Comunque non ebbe il tempo di domandare altro perché Riza si svegliò.
 
All’inizio quando aprì gli occhi non riuscì subito a capire il motivo per cui vedesse Havoc da quella strana angolazione, ma la sensazione di un tessuto sotto la guancia, il calmo su e giù che le faceva muovere leggermente la testa e il leggero torcicollo, la fecero arrivare alla risposta.
“Generale cosa sta facendo?!” chiese alzandosi di scatto e guardando Roy con uno sguardo accusatorio.
“In realtà Riza non ho fatto niente. Ti sei addormentata e a causa di una curva hai appoggiato la testa sulla mia spalla e da lì non ti sei più mossa. Non me la sono sentita di spostarti rischiando di svegliarti, eri così tranquilla e rilassata” le rispose lui tranquillamente con un sorriso.
Riza rimase a corto di parole (non si era nemmeno accorta dell’utilizzo del suo nome proprio) e abbassando il viso, per nascondere nuovamente l’imbarazzo che non ne voleva sapere di lasciarla in pace, si scusò: “Spero di non averle dato fastidio”.
“Spero di non averti dato fastidio” la riprese gentilmente Roy.
Riza alzò il volto verso di lui in cerca di spiegazione.
“Havoc ormai lo sa, possiamo chiamarci per nome e darci del tu anche davanti a lui e Rebecca” spiegò Roy con un sorriso enorme sul volto, si vedeva che era contento di questa ulteriore possibilità.
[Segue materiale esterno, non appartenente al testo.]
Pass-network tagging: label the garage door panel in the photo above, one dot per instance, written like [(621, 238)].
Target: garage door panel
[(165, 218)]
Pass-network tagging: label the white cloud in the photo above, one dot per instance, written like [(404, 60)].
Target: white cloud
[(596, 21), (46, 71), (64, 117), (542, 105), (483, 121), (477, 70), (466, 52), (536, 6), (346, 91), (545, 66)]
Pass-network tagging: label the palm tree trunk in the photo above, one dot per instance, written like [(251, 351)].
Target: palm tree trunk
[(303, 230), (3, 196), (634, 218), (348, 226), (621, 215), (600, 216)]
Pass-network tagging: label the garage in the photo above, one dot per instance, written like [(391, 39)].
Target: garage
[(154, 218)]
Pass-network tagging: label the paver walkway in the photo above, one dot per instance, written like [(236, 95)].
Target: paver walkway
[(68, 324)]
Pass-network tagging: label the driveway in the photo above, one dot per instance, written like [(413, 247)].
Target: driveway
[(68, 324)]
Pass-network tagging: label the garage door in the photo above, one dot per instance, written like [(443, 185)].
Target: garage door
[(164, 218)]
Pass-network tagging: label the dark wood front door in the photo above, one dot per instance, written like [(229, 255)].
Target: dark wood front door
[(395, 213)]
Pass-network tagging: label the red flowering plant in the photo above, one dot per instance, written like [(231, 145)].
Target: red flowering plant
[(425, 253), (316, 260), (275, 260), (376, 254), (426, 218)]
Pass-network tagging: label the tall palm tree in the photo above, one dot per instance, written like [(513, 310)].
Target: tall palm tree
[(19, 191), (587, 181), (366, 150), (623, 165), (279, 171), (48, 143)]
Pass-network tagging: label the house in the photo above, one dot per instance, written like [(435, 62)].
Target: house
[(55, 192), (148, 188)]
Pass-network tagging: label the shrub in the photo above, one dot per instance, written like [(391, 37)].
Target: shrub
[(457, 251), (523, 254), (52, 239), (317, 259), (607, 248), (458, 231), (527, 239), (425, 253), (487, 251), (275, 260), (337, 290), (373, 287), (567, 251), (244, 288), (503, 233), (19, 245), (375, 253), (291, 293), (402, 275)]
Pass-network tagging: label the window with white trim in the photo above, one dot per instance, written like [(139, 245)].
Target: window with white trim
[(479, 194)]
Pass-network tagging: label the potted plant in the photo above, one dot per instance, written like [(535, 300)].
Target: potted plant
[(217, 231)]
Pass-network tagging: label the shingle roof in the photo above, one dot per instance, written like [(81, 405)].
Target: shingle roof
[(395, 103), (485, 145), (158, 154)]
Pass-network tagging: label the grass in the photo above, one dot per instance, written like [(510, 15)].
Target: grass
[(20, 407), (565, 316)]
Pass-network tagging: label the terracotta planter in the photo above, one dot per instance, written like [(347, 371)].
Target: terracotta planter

Riza ci pensò un attimo, ma alla fine si arrese, non aveva né l’energia né la voglia di discutere con lui, sapeva già che prima o poi l’avrebbe convinta comunque: “Spero di non averti dato fastidio, Roy”.
“Tranquilla, non mi hai disturbato minimamente” disse lui per poi sorriderle.
Quando Roy le rivolse quell’ennesimo sorriso, Riza fu contenta di avergli dato questa nuova piccola concessione.
Havoc intanto sorrideva senza farsi notare, sia per la dolce scenetta, sia per l’incapacità di lei di capire cosa provava, che per l’incapacità di lui di capire di essere ricambiato.
 
Durante il resto del viaggio tra Roy e Riza ci fu solamente un piccolo momento simile a quello di quando il Capitano si era addormentata: durante la cena dell’ultimo giorno sul treno, Roy si era sporcato con la crema del dolce al cioccolato (probabilmente troppo preso ad osservare la subordinata, per prestare attenzione al cucchiaino che stava portando alla propria bocca), Riza senza scomporsi, aveva preso il tovagliolo e gli aveva pulito l’angolo delle labbra, come se fosse la cosa più normale del mondo, per poi rimettersi a mangiare il dolce, senza notare le facce sbalordite di Roy e Havoc. Per il resto fu tutto tranquillo, per quanto in realtà sia Roy che Riza erano spesso immersi ognuno nelle proprie riflessioni. Havoc si divertiva un mondo ad osservarli, perché solo lui sapeva che i pensieri di uno comprendevano anche l’altra e viceversa, non vedeva l’ora di raccontare a Rebecca cos’aveva scoperto.
 
Ora il treno stava per fermarsi, finalmente erano arrivati ad Ishval.